'Superdrug' Against Range of Viruses Shows Promise in Animal Trials 08/11/11
THURSDAY, Aug. 11 (HealthDay News) -- A potentially
groundbreaking drug appears effective against a wide range of viral
infections, including the common cold, flu, stomach viruses, polio
and dengue fever -- at least in mice.
The new drug is made from living cell's own defense systems and
works by targeting a type of genetic material found only in those
cells infected by viruses, MIT researchers explained.
"Currently there are very few antiviral treatments, and most that do exist are highly specific for individual viruses or have undesirable side effects," noted lead researcher Todd Rider, a senior staff scientist at Lincoln Laboratory's Chemical, Biological, and Nanoscale Technologies Group, which is part of MIT.

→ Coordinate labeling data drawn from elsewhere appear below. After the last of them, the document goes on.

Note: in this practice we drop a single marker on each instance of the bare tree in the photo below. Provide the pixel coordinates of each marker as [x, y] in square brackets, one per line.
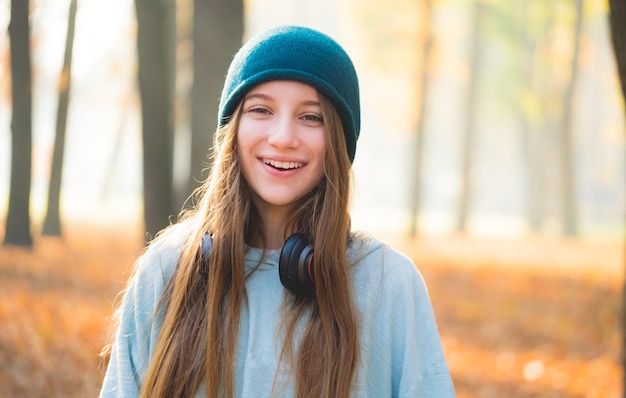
[618, 36]
[416, 181]
[156, 43]
[217, 34]
[52, 223]
[568, 188]
[18, 216]
[471, 106]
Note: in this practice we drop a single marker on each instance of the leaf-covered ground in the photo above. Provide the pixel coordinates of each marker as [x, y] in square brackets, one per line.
[531, 318]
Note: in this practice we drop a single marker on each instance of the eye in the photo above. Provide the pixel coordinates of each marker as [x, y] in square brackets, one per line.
[259, 109]
[313, 118]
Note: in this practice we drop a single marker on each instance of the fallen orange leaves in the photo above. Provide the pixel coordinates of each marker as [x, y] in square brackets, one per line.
[528, 318]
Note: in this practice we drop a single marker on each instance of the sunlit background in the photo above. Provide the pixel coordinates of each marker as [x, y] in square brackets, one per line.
[523, 311]
[102, 167]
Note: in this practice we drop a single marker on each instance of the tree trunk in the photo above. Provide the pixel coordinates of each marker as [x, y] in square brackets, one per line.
[156, 40]
[52, 223]
[18, 216]
[217, 34]
[471, 107]
[618, 36]
[568, 188]
[416, 181]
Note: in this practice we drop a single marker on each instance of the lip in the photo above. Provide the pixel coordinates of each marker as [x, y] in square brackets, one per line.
[263, 160]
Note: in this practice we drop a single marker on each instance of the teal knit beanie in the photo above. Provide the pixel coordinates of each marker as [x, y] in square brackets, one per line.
[300, 54]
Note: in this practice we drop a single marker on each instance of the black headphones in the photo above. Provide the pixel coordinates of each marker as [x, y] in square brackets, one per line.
[295, 264]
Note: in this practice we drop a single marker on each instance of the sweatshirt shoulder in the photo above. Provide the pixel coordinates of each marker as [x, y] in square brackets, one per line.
[372, 256]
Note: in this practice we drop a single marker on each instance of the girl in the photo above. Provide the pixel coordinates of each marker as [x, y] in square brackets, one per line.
[263, 290]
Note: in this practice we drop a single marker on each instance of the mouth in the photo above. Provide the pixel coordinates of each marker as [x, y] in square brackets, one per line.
[280, 165]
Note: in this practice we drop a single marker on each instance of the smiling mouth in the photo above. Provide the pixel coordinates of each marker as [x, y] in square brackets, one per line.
[277, 164]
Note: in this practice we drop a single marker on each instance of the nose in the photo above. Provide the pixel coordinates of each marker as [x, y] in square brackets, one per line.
[284, 133]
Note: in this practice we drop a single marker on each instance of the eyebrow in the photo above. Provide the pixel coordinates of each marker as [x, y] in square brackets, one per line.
[268, 98]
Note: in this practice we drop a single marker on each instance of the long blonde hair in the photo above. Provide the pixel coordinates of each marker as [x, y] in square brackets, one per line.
[198, 311]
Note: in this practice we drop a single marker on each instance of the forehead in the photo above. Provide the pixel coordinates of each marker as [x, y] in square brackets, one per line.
[287, 89]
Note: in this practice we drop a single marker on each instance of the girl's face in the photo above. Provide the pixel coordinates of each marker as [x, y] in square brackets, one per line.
[281, 143]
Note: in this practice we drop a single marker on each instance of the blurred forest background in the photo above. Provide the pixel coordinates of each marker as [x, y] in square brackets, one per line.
[492, 150]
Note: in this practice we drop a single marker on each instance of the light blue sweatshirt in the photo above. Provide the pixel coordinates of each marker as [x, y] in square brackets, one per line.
[400, 355]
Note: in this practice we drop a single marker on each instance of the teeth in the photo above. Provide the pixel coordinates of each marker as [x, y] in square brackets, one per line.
[282, 165]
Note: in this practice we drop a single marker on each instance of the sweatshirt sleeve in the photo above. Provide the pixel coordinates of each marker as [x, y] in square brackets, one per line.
[419, 367]
[138, 326]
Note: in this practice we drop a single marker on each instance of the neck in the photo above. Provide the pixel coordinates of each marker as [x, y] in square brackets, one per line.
[273, 223]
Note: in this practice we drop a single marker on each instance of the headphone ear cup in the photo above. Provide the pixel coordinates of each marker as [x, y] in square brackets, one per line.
[295, 265]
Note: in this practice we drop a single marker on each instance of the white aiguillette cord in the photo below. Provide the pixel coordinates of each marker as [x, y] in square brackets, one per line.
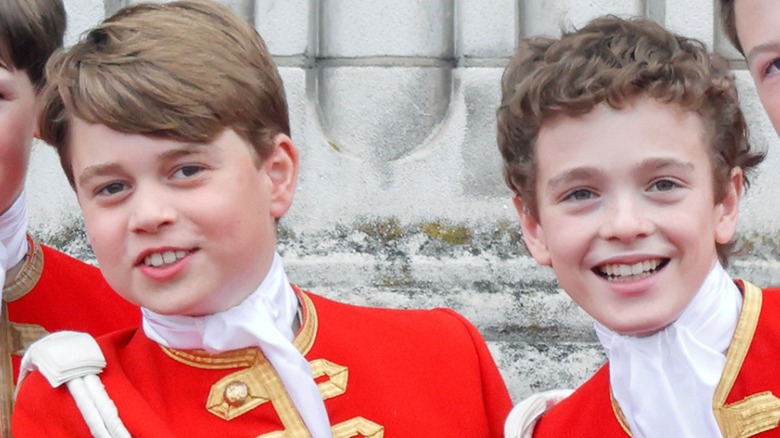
[264, 320]
[13, 236]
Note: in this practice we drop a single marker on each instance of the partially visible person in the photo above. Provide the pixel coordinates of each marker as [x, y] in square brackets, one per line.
[627, 153]
[172, 126]
[751, 25]
[43, 289]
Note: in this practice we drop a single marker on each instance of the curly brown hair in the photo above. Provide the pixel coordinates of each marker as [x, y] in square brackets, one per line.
[184, 70]
[614, 60]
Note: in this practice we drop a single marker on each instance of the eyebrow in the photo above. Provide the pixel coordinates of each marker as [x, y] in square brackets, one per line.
[570, 175]
[113, 168]
[585, 172]
[772, 46]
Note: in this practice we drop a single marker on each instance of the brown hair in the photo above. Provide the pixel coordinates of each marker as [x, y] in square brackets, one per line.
[613, 61]
[185, 70]
[30, 30]
[729, 20]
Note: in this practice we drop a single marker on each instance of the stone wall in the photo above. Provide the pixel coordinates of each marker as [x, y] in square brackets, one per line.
[401, 201]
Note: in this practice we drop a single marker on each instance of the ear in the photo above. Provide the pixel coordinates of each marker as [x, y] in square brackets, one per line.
[727, 210]
[282, 169]
[533, 234]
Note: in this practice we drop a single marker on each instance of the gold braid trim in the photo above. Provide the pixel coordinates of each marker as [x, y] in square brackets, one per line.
[755, 413]
[29, 274]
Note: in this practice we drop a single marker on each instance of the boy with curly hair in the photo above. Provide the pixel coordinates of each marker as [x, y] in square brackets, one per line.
[627, 153]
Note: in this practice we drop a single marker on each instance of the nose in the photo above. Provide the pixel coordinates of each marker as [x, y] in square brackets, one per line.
[626, 220]
[151, 210]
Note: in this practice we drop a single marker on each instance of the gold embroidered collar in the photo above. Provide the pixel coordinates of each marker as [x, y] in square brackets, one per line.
[755, 413]
[245, 357]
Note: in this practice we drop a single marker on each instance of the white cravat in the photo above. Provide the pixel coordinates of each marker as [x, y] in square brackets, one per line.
[665, 383]
[13, 236]
[264, 319]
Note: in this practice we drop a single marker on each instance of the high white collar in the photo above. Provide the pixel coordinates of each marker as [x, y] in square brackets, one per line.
[13, 236]
[665, 383]
[264, 320]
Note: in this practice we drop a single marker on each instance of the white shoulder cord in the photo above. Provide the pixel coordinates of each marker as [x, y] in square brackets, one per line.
[523, 418]
[75, 359]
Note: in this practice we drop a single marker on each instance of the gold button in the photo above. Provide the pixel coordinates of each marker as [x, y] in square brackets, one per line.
[236, 393]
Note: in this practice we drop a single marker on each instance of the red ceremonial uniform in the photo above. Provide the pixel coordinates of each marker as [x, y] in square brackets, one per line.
[746, 401]
[382, 372]
[53, 291]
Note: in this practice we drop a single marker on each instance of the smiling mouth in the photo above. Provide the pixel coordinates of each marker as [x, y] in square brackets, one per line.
[164, 258]
[625, 272]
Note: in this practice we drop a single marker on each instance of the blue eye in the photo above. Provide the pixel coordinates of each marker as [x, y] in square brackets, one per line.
[663, 185]
[187, 171]
[772, 68]
[110, 189]
[580, 195]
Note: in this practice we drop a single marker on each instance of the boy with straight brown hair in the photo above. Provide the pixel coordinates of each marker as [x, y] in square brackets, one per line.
[43, 290]
[171, 123]
[627, 153]
[751, 25]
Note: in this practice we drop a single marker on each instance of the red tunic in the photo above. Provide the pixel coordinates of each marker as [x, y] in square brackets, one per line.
[746, 401]
[53, 291]
[382, 372]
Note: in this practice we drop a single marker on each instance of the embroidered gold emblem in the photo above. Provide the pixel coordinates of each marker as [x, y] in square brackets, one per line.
[236, 393]
[242, 391]
[358, 426]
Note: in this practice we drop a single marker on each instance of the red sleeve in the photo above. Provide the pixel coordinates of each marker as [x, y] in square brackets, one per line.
[494, 392]
[43, 411]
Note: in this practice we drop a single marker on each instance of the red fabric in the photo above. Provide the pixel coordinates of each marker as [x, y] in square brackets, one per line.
[71, 295]
[589, 412]
[761, 367]
[417, 373]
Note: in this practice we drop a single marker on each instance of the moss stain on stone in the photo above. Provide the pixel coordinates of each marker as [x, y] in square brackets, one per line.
[448, 233]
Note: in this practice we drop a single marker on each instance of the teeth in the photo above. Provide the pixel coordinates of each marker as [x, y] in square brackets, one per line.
[620, 271]
[158, 259]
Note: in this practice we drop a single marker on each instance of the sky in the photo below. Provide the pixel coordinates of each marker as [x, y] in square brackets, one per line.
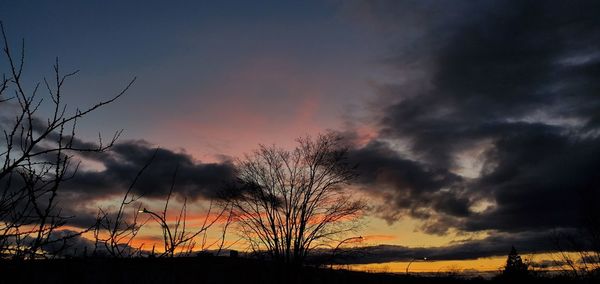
[475, 125]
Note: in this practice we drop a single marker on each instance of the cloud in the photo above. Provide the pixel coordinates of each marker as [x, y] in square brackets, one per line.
[119, 166]
[495, 245]
[509, 86]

The new drug is called DRACO (from the more unwieldy
"double-stranded RNA activated caspase oligomerizers"). According
to Rider, it "has the potential to safely treat or prevent a broad
spectrum of viral infections."
Still, a long road awaits before humans might benefit, if ever.
Clinical trials remain years away and any drug available to
patients might not materialize for a decade, Rider said.
The report was published recently in the online journal
As the researchers explain, DRACO targets a kind of genetic
material known as RNA.
When any virus infects a cell it starts making more copies of
itself. During this process, viruses produce strings of
double-stranded RNA (dsRNA). These strings are not normally found
in healthy human or animal cells, the researchers noted.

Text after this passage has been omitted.